The Minister's announcement in this budget with regard to the new back-to-work family dividend highlights a problem that many of us would have come across, in particular in recent years, namely, that the unemployed are often disincentivised to go back to work because in doing so, they lose some of the ancillary benefits that the unemployed enjoy. This new measure is to be greatly welcomed as well.
I find myself in the unusual position of agreeing with some of the previous Opposition speakers on the housing issue. I welcome very much that the budget contained a €2 billion announcement in relation to the construction of local authority housing throughout the country over the next number of years. The fact is local authorities have not been in the business of building houses for many years. Needless to say, the housing lists in most parts of the country are lengthy and the number in receipt of rent allowance is astronomical. In my part of the world in Kilkenny, there are more than 2,500 applicants on the housing list, and many of them have been on it for quite a considerable period. Despite the announcement in the budget, the position remains that many local authorities, not least the one in my area, do not own much, if any, suitable land for housing development, and any increase in housing output by local authorities will be delayed by the fact that they must acquire land on which to build. The housing area, along with the child care area, which was mentioned in the debate, are probably two areas on which the Government needs to focus in the next 12 months in the lead-up to the next budget. It is highly unsatisfactory at this juncture that those waiting for housing live in unsatisfactory conditions and often do not receive enough in rent supplement to allow them continue to live where they are. The Government needs to address the issue urgently.

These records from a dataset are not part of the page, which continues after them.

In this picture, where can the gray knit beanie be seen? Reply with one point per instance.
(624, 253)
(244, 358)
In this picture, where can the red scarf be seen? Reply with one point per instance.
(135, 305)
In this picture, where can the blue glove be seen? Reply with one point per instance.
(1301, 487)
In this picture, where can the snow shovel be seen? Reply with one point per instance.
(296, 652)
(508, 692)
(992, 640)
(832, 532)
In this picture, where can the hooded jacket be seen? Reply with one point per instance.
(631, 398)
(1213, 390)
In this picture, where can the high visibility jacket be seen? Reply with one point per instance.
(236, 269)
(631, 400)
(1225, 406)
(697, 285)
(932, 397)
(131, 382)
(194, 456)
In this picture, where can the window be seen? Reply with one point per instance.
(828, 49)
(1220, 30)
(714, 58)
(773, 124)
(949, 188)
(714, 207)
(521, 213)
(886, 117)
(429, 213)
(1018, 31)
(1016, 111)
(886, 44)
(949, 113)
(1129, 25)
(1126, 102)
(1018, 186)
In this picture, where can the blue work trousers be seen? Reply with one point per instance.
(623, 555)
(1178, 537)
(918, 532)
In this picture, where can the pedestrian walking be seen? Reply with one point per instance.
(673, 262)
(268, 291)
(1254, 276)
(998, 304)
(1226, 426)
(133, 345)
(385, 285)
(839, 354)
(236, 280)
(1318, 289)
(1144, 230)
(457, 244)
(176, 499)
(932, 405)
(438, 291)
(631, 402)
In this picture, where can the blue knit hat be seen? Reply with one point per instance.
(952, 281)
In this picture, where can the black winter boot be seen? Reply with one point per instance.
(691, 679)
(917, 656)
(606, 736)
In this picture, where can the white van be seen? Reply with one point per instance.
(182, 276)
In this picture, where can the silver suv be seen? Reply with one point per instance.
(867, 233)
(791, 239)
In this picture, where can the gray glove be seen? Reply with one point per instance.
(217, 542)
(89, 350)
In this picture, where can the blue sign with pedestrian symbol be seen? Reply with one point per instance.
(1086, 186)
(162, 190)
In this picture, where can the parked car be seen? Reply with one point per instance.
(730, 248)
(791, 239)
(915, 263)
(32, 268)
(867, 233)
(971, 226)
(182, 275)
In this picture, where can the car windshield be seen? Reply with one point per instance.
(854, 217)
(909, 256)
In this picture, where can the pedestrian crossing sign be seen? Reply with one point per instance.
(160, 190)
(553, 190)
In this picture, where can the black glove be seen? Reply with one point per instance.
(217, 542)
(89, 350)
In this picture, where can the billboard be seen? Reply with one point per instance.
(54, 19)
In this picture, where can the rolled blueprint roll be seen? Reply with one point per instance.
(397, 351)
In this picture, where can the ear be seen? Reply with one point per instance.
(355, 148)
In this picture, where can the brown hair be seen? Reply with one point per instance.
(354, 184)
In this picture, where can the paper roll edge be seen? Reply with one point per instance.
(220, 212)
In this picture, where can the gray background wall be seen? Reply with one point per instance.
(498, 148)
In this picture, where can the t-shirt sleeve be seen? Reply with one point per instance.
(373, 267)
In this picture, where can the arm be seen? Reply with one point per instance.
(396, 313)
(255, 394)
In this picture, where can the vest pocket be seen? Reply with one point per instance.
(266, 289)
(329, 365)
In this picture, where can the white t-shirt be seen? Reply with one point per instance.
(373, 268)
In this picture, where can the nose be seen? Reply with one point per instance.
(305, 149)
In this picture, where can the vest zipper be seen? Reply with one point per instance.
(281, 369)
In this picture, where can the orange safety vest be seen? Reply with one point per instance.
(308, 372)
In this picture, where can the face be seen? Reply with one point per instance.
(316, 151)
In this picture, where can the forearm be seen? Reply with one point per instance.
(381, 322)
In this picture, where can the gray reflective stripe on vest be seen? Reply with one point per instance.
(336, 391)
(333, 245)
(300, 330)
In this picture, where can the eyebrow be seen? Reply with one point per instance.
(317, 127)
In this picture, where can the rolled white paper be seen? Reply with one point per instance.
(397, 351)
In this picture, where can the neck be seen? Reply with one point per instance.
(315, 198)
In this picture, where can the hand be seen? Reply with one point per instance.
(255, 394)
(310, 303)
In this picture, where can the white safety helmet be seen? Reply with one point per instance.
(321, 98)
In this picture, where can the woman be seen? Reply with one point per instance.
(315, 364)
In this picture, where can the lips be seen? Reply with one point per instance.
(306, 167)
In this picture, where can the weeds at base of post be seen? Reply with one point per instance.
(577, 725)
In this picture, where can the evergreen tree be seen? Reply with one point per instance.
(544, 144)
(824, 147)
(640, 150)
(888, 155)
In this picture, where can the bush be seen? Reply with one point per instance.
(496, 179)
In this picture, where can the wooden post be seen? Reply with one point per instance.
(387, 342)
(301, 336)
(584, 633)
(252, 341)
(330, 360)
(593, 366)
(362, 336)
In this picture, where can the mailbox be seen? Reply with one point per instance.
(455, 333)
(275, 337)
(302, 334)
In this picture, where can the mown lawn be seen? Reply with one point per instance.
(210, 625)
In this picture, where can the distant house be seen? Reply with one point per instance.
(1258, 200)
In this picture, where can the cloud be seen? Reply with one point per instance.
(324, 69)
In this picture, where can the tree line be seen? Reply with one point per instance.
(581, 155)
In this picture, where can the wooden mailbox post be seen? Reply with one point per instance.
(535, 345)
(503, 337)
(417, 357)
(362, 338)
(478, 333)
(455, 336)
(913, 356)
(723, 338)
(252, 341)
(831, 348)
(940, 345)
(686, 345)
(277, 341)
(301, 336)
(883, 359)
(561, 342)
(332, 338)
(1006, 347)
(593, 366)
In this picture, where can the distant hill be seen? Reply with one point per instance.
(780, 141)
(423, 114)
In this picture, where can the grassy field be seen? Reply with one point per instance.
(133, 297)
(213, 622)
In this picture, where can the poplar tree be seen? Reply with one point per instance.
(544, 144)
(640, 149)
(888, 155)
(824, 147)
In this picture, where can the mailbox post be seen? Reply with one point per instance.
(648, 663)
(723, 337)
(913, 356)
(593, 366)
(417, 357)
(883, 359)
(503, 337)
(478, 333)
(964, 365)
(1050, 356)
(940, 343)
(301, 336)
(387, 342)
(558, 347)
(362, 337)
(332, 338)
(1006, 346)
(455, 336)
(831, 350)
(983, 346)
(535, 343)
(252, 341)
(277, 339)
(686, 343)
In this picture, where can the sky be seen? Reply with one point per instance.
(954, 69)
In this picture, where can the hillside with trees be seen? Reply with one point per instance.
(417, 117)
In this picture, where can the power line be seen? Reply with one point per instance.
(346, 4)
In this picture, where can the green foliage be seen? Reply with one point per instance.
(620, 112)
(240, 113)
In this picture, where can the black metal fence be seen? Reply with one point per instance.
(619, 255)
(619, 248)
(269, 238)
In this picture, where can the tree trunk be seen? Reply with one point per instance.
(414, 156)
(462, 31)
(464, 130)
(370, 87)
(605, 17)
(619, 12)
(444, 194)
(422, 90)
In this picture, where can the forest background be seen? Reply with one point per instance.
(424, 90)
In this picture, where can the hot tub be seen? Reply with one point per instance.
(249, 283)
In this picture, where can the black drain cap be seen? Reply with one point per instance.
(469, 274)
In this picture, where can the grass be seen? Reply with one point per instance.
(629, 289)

Deputy Tom Barry: I welcome the opportunity to speak on the Social Welfare Bill. I welcome the balance that has been struck here. As has been mentioned, there is the increase in the living alone allowance, the Christmas bonus, the €5 increase in children's allowance at a cost of €72 million - a lot of money - and the topical one, the €100 subsidy towards the water charge for those on the household benefits package.
In mentioning the household benefits package, we need to review it and ensure it has proper oversight because it has come to my attention that while the State pays significant ESB bills for those on household benefits, it has no oversight.